Tiffany utilized a "Come and Take It" sign while introducing an amendment that would ensure children retain "access to delicious and nutritious" flavored milks.
Delicious nutritious processed sugar! That's right this highly refined white powder that can't be found in nature is the healthiest thing you can eat! Buy it by the 5 pound bag and put it in everything. Put it in your morning coffee, your morning pancake, cover your morning bacon in it, and don't forget to dip that apple you eat every day in caramel! Make sure your lunch is covered in ketchup, which is also loaded with sugar for your convenience. Go ahead and have that milk shake too!
It’s particularly high fructose corn syrup that’s real bad. I forget the specifics but the balance of fructose to sucrose is important to how our body processes it.
Oh, and the rest of the nutrients in fruit help slow the digestion of the sugars and mitigate some of the bad effects. But if you extract the sugar, it’s not so healthy for you anymore.
Yeah, thanks to all that marketing people even still think that milk is good for you (lol), even chocolate milk (rotflmao). Absurd. It's too bad that market forces have so much influence over everything, including notions about what constitutes health.
The USDA wanted to ban flavored milks from elementary schools and limit the amount of said milks within high schools as part of a wave of new nutrition standards.
I think this is the only data the congressman and his milk industry lobbyists cared about:
According to the Journal of the American Dietetic Association, removing flavored milk from schools resulted in a 62% to 63% reduction in milk consumption by kids in kindergarten through fifth grade, as well as a 50% reduction in sixth to eighth grades.
Basically, ban flavored milks and children will drink less milk, which means less money for big milk, which is why this is a thing.
when i was in school, chocolate milk was only available one day a week (usually fridays). sensible meal planning by the schools to limit the extra sugar intake without 'needing' a law to do it. we didn't have vending machines either, i was out of k12 before that trend took off.
and yea, i can see a '50% reduction' in milk consumption--but only on those days. a lot of kids (including me) bought an extra carton or two (at 5 or 10 cents each back then) when chocolate milk was on the menu, because a little 8 ounce carton of chocolate milk is like a single swig.
Well, of course his motivation is Big Milk, that was never in dispute.

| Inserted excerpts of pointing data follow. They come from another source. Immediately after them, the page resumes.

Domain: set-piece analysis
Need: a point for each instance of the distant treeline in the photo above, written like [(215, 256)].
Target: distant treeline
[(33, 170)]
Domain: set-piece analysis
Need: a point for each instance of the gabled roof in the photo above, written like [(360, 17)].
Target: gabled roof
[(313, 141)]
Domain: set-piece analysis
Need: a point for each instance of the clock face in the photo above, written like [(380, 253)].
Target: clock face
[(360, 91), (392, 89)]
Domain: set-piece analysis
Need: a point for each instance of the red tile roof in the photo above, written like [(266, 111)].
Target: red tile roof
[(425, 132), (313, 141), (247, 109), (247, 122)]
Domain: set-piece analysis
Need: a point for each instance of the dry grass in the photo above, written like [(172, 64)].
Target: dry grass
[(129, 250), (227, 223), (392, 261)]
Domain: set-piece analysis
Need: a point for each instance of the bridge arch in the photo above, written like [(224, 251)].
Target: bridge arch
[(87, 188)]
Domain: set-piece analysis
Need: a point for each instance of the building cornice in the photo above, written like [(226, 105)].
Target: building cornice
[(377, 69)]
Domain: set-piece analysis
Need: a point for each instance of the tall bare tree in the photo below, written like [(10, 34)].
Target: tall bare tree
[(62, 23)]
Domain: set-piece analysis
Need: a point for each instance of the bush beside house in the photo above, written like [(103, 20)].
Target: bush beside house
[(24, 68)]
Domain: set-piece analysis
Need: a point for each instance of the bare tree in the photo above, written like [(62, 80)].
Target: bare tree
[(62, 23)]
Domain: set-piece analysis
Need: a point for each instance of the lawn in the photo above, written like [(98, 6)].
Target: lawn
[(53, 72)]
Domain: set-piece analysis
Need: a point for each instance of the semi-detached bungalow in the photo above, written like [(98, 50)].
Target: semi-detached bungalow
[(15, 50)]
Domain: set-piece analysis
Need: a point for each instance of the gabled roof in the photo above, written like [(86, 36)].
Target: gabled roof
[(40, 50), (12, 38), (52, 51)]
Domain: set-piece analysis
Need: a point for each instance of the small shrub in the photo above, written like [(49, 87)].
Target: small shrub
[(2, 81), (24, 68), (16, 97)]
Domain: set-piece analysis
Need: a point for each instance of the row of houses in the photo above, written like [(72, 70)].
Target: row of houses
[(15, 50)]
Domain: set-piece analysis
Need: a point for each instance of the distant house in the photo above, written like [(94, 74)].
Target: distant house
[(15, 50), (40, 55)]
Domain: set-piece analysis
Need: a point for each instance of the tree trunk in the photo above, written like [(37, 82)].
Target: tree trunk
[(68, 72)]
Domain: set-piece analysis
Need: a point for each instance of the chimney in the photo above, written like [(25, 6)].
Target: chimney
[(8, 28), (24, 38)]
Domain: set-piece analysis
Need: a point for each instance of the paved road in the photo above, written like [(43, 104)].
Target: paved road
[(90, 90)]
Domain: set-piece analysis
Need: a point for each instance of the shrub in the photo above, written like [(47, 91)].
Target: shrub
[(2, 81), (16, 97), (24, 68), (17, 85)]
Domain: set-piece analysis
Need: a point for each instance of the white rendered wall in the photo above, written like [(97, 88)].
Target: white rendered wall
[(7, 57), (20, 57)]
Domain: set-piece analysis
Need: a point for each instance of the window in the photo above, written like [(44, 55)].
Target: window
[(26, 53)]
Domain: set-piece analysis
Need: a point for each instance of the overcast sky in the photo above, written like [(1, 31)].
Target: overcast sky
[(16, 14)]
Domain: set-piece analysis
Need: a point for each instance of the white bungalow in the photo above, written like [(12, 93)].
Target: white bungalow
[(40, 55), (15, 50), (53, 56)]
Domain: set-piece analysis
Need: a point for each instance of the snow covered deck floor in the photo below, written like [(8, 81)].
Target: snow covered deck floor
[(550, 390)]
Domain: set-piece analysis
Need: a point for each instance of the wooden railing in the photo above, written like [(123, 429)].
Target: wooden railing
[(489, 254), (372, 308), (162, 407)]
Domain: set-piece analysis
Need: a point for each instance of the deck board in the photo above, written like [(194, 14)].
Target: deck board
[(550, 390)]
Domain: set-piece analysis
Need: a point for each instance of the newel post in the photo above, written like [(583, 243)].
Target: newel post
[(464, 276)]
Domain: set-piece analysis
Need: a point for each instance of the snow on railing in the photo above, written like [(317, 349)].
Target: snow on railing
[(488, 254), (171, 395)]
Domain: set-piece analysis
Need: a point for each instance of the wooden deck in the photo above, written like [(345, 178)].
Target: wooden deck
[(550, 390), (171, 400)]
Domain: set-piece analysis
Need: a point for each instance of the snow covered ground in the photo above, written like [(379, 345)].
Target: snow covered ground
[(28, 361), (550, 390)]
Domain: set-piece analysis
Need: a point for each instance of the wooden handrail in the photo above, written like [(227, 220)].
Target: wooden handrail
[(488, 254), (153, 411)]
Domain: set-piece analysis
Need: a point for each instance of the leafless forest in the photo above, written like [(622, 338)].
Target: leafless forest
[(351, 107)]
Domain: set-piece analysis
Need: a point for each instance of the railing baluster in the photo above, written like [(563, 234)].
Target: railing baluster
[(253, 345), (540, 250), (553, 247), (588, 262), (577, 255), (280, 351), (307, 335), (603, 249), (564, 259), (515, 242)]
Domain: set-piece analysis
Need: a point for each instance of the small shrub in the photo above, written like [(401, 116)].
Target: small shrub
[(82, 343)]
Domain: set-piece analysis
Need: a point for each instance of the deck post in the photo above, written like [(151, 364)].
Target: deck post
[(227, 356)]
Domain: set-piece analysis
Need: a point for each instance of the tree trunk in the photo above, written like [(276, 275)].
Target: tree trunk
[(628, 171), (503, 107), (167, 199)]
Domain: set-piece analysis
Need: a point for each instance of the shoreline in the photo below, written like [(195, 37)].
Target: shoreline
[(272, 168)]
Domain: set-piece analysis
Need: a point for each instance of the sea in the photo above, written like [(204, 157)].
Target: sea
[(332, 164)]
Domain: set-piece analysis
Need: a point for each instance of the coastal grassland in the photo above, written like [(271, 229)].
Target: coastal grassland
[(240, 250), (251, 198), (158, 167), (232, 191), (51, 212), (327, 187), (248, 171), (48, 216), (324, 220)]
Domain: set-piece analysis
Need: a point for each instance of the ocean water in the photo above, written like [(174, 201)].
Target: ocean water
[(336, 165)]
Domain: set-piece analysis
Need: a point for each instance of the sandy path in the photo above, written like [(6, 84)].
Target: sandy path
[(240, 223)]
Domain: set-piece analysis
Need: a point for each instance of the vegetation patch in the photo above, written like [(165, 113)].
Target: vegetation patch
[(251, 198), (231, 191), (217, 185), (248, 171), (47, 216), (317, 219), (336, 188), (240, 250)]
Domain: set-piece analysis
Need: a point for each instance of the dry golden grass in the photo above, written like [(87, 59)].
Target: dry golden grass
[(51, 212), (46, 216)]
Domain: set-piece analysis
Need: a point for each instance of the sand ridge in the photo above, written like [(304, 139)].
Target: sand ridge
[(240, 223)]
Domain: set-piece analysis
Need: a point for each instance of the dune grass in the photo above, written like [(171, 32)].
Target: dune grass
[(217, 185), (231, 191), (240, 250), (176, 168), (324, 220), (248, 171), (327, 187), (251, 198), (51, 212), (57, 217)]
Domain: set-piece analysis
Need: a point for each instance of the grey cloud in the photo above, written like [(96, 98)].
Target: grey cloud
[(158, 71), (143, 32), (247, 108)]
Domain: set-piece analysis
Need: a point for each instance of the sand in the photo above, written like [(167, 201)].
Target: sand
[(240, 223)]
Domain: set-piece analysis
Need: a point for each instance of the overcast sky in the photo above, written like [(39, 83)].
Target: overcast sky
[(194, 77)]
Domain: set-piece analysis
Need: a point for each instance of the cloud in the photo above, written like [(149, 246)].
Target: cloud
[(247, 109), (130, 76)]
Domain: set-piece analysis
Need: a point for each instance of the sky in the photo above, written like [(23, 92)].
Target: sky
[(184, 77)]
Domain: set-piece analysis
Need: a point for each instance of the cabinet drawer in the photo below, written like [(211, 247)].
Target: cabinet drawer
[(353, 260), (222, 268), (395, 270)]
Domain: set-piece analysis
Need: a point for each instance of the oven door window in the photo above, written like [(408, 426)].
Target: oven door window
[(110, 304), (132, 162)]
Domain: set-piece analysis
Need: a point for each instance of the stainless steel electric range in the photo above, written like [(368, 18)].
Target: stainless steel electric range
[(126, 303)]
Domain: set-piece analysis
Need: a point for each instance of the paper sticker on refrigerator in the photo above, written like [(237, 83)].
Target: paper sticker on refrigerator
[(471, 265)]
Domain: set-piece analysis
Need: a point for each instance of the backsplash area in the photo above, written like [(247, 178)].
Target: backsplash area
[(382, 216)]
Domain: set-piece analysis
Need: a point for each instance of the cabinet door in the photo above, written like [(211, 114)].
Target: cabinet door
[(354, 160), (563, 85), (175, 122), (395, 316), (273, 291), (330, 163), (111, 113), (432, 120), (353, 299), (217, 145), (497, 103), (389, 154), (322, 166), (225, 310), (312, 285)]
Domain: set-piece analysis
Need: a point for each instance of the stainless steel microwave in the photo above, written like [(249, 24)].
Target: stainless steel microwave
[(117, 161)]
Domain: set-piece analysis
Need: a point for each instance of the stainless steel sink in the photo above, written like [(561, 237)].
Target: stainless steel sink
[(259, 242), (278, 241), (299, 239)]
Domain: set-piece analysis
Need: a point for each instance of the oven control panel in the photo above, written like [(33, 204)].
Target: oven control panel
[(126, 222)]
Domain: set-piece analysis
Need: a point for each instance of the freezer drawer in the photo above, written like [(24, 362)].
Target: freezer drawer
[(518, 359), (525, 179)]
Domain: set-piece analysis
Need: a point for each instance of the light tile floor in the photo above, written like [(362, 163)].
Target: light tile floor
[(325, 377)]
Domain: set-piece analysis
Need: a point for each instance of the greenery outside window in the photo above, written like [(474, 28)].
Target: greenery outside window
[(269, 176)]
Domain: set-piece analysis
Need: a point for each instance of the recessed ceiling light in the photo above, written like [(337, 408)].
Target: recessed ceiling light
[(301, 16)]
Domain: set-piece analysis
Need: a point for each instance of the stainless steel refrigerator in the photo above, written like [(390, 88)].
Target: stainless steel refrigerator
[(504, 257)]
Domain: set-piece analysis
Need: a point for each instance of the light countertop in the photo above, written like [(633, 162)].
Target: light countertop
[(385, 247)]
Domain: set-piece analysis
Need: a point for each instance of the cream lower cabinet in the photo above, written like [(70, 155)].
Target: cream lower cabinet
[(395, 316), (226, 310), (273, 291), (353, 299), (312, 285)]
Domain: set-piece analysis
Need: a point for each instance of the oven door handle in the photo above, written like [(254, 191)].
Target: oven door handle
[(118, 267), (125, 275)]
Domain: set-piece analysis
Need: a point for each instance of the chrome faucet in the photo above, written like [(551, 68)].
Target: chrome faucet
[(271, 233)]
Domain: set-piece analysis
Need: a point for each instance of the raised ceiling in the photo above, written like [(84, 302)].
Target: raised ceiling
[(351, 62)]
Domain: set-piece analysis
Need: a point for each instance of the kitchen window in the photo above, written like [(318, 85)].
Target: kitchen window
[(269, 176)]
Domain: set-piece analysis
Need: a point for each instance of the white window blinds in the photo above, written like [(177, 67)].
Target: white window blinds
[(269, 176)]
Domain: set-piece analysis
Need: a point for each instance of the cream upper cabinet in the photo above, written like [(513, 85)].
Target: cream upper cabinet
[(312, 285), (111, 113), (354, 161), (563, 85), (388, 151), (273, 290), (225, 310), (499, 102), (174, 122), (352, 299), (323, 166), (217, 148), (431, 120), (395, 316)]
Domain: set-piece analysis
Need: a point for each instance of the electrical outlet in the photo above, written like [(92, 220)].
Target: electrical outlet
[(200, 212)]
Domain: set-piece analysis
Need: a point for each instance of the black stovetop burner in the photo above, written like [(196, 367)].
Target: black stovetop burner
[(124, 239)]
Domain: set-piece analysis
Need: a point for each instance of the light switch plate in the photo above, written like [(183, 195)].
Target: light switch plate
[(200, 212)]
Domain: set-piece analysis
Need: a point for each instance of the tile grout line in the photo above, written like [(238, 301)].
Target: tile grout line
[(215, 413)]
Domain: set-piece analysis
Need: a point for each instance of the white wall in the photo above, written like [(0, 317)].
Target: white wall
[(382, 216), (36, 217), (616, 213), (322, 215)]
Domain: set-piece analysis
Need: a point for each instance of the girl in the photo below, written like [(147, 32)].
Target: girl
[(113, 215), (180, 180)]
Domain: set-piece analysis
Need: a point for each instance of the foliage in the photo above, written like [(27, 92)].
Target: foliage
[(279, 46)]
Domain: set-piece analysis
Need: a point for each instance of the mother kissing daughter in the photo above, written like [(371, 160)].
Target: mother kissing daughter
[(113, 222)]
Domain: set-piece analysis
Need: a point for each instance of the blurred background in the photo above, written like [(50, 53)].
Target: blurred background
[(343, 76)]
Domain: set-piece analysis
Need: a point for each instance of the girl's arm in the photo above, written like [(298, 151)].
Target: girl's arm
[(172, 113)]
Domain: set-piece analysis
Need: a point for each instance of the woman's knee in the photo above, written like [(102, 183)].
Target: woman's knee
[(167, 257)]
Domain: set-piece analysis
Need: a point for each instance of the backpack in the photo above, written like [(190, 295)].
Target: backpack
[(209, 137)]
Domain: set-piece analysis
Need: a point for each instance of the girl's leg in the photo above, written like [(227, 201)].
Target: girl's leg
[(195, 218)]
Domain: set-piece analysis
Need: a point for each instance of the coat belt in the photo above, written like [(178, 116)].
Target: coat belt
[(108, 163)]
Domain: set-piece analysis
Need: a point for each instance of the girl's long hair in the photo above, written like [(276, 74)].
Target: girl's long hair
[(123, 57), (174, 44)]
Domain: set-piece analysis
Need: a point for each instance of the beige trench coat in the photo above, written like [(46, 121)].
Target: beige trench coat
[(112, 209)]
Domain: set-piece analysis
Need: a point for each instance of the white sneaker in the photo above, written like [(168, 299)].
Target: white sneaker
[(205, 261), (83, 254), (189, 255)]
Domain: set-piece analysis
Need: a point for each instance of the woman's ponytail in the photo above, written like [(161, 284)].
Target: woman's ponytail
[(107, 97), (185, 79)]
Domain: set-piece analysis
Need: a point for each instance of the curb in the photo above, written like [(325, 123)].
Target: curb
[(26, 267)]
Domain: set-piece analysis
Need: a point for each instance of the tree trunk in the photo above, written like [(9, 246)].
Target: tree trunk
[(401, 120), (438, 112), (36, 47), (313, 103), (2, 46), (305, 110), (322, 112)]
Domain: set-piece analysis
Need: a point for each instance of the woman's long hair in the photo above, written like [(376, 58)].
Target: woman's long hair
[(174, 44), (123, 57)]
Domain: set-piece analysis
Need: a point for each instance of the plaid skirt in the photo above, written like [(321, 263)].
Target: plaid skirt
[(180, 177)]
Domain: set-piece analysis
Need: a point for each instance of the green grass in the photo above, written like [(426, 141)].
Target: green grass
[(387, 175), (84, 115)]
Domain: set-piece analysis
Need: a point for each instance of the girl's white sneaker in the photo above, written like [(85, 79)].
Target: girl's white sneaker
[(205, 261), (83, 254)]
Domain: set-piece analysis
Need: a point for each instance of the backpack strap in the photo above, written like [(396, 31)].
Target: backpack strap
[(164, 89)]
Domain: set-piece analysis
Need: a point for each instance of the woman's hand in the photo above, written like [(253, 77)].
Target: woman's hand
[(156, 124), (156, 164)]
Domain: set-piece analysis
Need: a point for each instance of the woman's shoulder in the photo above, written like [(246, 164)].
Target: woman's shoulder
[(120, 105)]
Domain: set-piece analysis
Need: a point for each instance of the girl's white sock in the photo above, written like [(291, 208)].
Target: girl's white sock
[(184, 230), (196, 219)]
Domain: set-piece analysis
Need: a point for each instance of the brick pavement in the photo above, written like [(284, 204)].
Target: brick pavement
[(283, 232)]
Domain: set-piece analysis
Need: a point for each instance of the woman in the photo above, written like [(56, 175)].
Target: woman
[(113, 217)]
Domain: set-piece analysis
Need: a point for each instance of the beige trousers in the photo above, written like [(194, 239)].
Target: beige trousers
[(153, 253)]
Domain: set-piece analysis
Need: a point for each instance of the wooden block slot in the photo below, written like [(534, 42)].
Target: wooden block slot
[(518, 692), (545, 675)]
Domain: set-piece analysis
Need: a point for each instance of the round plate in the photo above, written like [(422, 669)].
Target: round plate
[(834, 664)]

Milk does have excellent nutritional value. A reduction in milk consumption is also a reduction in some vitamin and protein intake. It could be that increasing milk consumption is good for his constituents, and milk consumption is good for the students health. Both things can be true at the same time.
I'd like to see what the data is on flavored milk specifically. Kids need to drink SOMETHING, and I'm curious if the alternative is better in the long run than chocolate milk.
What's a good alternate drink to offer kids (other than water)? You don't NEED milk of course, but the goal is to provide nutrition and something they will actually eat/drink.
If our schools were not captured by business interests, they ought to be doing things to actively discourage kids from drinking milk. Unfortunately, we still have so many adults that think milk is a health drink. But that's the idea of the captives held in schools.
so weird. i'm a conservative christian. i grow a lot of my own food. chocolate milk in schools is absolutely insane and needs to be gone. the republicans stopped being my party a long time ago.
i had to write a letter to my kid's principle to stop them from giving my kid shitty candy all the time at school. wtf is up with people these days? how did people come to conflate "independence" and "freedom" with junk? kids should be getting water at school. how is this a controversial opinion?
Have we really gotten to a point where chocolate milk in schools can be called "absolutely insane"? Chocolate milk strikes a pretty good balance between tasting good and providing nutrition, probably more than most fruit juices
Why must it be one or the other? They should both be gone. There is no "balance." Chocolate milk and fruit juice are not healthy options, especially for children. Full stop. If it must be milk, plain 2% milk is sufficient to get the nutritional benefits.
And we haven't even considered if the milk in question has been sweetened with high-fructose corn syrup.